Before the infield can fully process what just happened, Tyler Winkle hits another triple. This one into the center-field gap. No hesitation, just speed and direction. It splits the outfield and keeps going until Winkle is standing on third, too. Back-to-back triples, well worth the wait through the earlier game delay. Mais, oui! Jimmy Cusumano follows with a drive to center that keeps carrying like it has unfinished business, and Dylan Meany adds a single to keep things politely rolling. It’s 5–0, but it still feels like the early stages of something that hasn’t fully introduced itself yet. Well, just wait and see, folks.


It comes in the third inning. It comes gradually but decisively, until it feels like everything is happening at once. Top of the third begins almost politely. Josh Lee singles cleanly. Terhar works another walk. Two outs follow, and for a moment, it feels like the field might clear. Instead, it thickens, the Dons fans start to get louder, fans rising pitch by pitch as the inning gathers itself and the Acalanes side leans in.
Asadorian steps in, and the swing is pure contact; the ball keeps carrying. It drifts into left-center, outfielders take a step in…then another back…then they’re running into space that is no longer there. It splits the gap and rolls. Two runs score. The inning doesn’t pause. Dons are all in. Kyle Woodson takes a hit on the shoulder; two Dons on base now. Cusumano follows, and again belts it for a double. Eight for the Blue. Meany takes a walk to first. The bases fill without resistance (still two outs), occupying every available space. Cody Michlitsch lines a single through the middle. Clean. Direct. Two more runs. Then Lee comes back again and adds another RBI single to right field, circling the lineup, 11–0.

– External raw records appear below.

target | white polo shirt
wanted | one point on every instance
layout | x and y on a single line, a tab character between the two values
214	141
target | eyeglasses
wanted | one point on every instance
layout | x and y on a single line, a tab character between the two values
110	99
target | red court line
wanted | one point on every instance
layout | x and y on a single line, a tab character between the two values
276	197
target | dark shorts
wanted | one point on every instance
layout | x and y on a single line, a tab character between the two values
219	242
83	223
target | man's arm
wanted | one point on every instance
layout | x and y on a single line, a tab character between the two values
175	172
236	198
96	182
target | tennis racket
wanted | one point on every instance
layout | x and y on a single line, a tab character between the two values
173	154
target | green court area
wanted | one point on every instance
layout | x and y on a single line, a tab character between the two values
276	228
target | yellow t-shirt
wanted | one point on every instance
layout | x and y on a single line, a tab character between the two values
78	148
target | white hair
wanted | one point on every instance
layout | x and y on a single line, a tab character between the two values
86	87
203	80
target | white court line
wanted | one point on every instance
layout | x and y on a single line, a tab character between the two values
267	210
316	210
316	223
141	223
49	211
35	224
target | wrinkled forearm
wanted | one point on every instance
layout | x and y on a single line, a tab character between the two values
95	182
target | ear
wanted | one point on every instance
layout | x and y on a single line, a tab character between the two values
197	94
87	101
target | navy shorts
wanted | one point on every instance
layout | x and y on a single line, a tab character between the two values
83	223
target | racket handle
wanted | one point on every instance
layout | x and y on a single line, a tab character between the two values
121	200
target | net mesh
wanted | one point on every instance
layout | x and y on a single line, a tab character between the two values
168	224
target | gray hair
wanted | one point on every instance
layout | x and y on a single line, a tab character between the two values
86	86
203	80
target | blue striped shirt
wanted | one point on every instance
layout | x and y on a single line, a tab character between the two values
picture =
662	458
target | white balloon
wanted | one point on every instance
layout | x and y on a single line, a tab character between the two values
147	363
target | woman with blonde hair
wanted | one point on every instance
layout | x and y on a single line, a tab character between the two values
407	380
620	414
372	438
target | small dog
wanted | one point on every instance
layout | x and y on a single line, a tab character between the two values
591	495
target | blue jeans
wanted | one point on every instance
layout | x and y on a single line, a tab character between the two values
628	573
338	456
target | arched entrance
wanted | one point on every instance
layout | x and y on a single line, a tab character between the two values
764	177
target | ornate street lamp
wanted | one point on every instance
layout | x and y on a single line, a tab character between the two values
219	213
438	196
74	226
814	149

Fourth inning continues the same way: pressure without panic. Four walks, and in comes Isaac Copen with bases full and a long bomb to the outfield…over? over? A sweet sacrifice fly for more on the scoreboard. Lee is back at the plate with a double, and yup, more runs for the Dons. It is now 15 to 0.

The fifth inning closes it out. Brody Coultas, Asadorian, and Woodson are each single. Woodson’s hit knocks in two Dons. Cusumano up next, he drives one toward the left field fence. Is it over? Boy! It was a big, big one that turned into a double with a bounce over the fence, 18–0.
Defensively, nothing breaks, no errors, clean execution across the board, a clean infield and outfield calmly patrolling everything in front of them. At the center of it all is the same steady presence from the pitching staff. It started with Smith: quiet, controlled, unavoidable. Three innings, zero runs, 37 pitches, 25 strikes, he sets the tempo from the very first pitch. From there, Jackson Garbo, Austin McManoman, Brady Beeman, and Riley Gates took over and kept it sealed in the same composed fashion. Fifteen hits. Cusumano, Lee, and Asadorian with three each. Terhar on base repeatedly. Ten walks for the Blue. Winkles led the Dons in their multiple steals. Dons were hot.
So, Where Did It Start?!






It didn’t begin with hits or the scoreboard. It began with a delay, nearly two hours that should have broken the rhythm, but didn’t. Nothing loosened. Nothing drifted. Fans, friends, and family stayed put; players stayed loose, locked in. And All In never wavered. More than 800 people in blue held their ground in the stands, choosing to wait, owning the moment, waiting to see their Dons. What followed wasn’t just baseball; it was Acalanes. Eighteen runs poured out on a night that belonged entirely to the Acalanes community.

Thank you to the Dante Benedetti Baseball Foundation and the SF Giants for this San Fran-tastic experience, one to remember, for the players, students, alumni, friends, and family who made it all feel bigger than just a game.
Next up: Alhambra on Tuesday at our house (weather watch in effect), then Thursday on the road, and SRV on Saturday away.